Florence makes land at Wrightsville Beach

Hurricane Florence is making landfall in North Carolina, creeping ashore at 6 mph – but bringing winds of 90 mph, a massive storm surge, and a rain system that will soak much of the state and South Carolina for days. Forecasters warn of “life –threatening, catastrophic flash flooding”.

Historic City News has been tracking Florence’s eyewall as it reached shore near Wilmington, N.C., just before 6:00 a.m. ET Friday morning; more than an hour and a half later, the National Hurricane Center announced that it had “finally” made landfall near Wrightsville Beach, with 7:15 a.m. the official time of arrival.

The news came more than 10 hours after the storm began punishing the coastal area with sustained hurricane force winds, the hurricane center said.

Because of the slow speed at which the storm is moving, its landfall — when the center of its eye moves over land — was reported to be imminent for at least an hour Friday morning.

The storm has forced hundreds of thousands of people to flee from its path.
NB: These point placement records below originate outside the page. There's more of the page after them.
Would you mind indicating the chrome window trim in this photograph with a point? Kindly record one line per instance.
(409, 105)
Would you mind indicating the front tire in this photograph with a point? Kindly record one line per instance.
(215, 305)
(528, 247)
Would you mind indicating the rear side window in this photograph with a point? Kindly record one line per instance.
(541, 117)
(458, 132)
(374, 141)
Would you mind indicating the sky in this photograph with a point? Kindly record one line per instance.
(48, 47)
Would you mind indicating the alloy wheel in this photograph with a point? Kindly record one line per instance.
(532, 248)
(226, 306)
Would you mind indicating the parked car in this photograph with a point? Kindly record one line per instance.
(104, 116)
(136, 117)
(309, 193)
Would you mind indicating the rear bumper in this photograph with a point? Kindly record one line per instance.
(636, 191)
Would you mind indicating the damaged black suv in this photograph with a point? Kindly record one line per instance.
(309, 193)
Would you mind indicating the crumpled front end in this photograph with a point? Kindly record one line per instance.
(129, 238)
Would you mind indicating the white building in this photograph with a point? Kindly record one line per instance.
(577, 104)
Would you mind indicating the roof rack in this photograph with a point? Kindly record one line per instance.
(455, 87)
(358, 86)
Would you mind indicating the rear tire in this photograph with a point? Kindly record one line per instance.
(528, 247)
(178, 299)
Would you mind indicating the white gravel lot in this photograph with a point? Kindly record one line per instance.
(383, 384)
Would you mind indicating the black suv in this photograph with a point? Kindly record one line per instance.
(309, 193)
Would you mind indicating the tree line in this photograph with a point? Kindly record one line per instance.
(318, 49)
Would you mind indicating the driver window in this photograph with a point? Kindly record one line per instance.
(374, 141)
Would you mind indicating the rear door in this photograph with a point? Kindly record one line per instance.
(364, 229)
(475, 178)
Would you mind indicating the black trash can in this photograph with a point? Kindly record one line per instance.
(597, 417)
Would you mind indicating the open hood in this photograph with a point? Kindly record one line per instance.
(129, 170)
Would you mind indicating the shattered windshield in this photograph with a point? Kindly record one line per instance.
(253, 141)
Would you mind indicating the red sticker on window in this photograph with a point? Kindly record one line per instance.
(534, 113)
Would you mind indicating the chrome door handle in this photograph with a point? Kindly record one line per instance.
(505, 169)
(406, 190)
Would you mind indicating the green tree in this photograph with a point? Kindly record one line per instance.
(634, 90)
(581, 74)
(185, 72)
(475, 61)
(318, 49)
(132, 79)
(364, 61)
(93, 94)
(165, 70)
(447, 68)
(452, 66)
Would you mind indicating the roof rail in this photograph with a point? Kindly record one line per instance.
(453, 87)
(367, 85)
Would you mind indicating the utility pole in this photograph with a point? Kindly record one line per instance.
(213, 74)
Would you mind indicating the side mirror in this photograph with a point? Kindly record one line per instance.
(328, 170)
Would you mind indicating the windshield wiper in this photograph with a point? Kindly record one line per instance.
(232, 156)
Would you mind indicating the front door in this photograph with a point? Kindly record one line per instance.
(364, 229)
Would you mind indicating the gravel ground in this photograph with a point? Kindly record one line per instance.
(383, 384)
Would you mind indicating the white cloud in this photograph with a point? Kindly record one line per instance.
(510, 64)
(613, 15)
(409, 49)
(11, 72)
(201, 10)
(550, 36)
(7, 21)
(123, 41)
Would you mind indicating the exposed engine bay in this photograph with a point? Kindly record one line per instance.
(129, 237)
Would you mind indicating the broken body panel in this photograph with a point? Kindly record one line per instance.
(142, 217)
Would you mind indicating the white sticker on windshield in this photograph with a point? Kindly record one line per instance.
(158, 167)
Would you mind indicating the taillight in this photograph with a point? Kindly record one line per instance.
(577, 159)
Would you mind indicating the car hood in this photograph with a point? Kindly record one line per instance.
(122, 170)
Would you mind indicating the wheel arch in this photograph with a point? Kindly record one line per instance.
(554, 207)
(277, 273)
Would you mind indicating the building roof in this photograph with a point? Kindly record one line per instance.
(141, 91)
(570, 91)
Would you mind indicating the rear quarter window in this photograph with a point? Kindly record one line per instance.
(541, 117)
And even before officially making landfall, it had already caused more than 320,000 power outages that were reported in North Carolina, with nearly 4,400 more in South Carolina.

  • Wind gusts of up to 100 mph were reported at Cape Fear Community College in Wilmington, the hurricane center said. At the city’s airport, the wind was gusting at 91 mph.
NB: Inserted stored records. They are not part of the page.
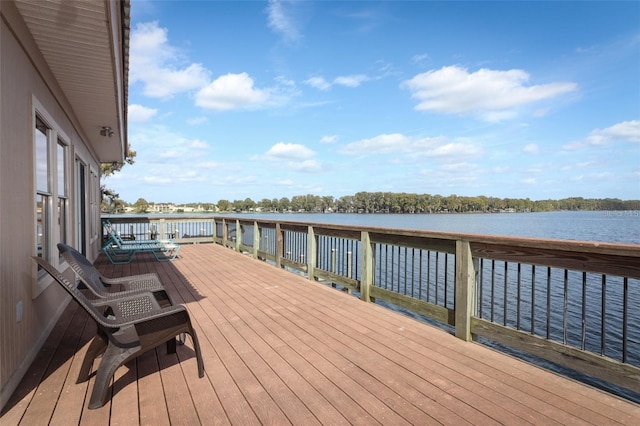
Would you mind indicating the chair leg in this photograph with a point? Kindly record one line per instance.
(113, 358)
(196, 348)
(97, 346)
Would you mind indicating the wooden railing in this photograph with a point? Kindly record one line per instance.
(576, 304)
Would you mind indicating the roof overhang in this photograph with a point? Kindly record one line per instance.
(85, 44)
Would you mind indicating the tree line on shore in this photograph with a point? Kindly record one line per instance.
(389, 202)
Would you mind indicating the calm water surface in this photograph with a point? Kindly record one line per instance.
(620, 227)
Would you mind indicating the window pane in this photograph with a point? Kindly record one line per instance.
(62, 170)
(62, 219)
(41, 226)
(42, 157)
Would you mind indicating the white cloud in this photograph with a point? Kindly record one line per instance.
(289, 151)
(318, 83)
(491, 93)
(382, 144)
(305, 166)
(198, 144)
(628, 131)
(625, 131)
(158, 65)
(197, 120)
(231, 91)
(350, 80)
(397, 143)
(353, 80)
(329, 139)
(140, 114)
(420, 59)
(281, 20)
(454, 150)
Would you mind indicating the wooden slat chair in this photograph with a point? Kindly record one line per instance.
(130, 326)
(119, 251)
(99, 284)
(112, 234)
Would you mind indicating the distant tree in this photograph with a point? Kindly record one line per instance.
(141, 206)
(224, 205)
(111, 202)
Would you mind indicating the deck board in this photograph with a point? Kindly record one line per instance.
(279, 349)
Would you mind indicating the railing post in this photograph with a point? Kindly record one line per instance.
(366, 274)
(256, 239)
(312, 250)
(239, 232)
(465, 289)
(224, 232)
(161, 225)
(279, 245)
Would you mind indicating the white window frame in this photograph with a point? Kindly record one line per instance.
(55, 135)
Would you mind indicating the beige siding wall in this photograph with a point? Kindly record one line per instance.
(20, 84)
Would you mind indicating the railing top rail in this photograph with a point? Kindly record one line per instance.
(619, 249)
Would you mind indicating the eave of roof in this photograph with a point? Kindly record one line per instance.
(85, 45)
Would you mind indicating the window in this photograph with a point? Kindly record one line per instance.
(63, 202)
(51, 179)
(43, 190)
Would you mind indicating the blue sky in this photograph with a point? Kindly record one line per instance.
(229, 100)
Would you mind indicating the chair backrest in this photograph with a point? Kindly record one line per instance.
(80, 298)
(85, 269)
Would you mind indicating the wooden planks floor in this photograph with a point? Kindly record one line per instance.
(279, 349)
Florence arrived at the Carolina coast as a Category 1 storm – its 90 mph sustained winds far below the fearsome 150 mph that it packed just days ago. But forecasters say Florence’s biggest threat, as with all hurricanes, lies in its water: a storm surge of up to 11 feet, and rainfall that will trigger catastrophic flooding.

“A USGS gauge in Emerald Isle, North Carolina, recently recorded 6.1 feet above normal water levels,” the National Hurricane Center said, in its 7:00 a.m. EST update.

National Hurricane Center

After it makes landfall, the storm is expected to move to the west, bringing its high winds and intense rain bands across the southeast corner of North Carolina and into South Carolina.
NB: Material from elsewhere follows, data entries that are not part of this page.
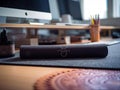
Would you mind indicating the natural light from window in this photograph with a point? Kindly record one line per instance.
(93, 7)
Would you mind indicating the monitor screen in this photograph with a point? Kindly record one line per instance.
(37, 9)
(71, 7)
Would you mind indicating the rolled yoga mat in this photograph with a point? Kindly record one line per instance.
(63, 51)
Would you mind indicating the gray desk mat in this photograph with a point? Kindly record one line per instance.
(112, 61)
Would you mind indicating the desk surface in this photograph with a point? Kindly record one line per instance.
(77, 27)
(112, 61)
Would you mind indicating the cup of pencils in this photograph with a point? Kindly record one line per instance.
(95, 29)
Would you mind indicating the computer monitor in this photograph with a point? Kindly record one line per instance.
(33, 9)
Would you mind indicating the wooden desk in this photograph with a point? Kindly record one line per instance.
(27, 77)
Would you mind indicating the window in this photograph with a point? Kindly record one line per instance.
(93, 7)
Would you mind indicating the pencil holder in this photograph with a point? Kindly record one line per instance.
(95, 33)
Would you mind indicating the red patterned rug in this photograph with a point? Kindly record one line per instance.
(80, 79)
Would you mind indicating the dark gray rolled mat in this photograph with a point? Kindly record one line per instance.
(111, 61)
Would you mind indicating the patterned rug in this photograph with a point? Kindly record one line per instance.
(80, 79)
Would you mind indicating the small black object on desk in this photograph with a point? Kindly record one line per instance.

For people who left their homes, sought refuge in a shelter or are hunkering down, the weather service has bad news: after creeping inland, Florence “is expected to slow down even more today and tonight.”

  • By 2:00 p.m. on Saturday, the storm won’t even be halfway across South Carolina, forecasters say. The fear is that during that slow march west, it’ll drop torrential rains, flooding low-lying areas and overwhelming rivers.

This landfall has been a long time coming: The hurricane arrived more than two weeks after the National Hurricane Center issued its first advisory for the storm. That advisory came out on August 30, when Florence was developing near the Cabo Verde Islands across the Atlantic. Its designation then was “potential tropical cyclone six”.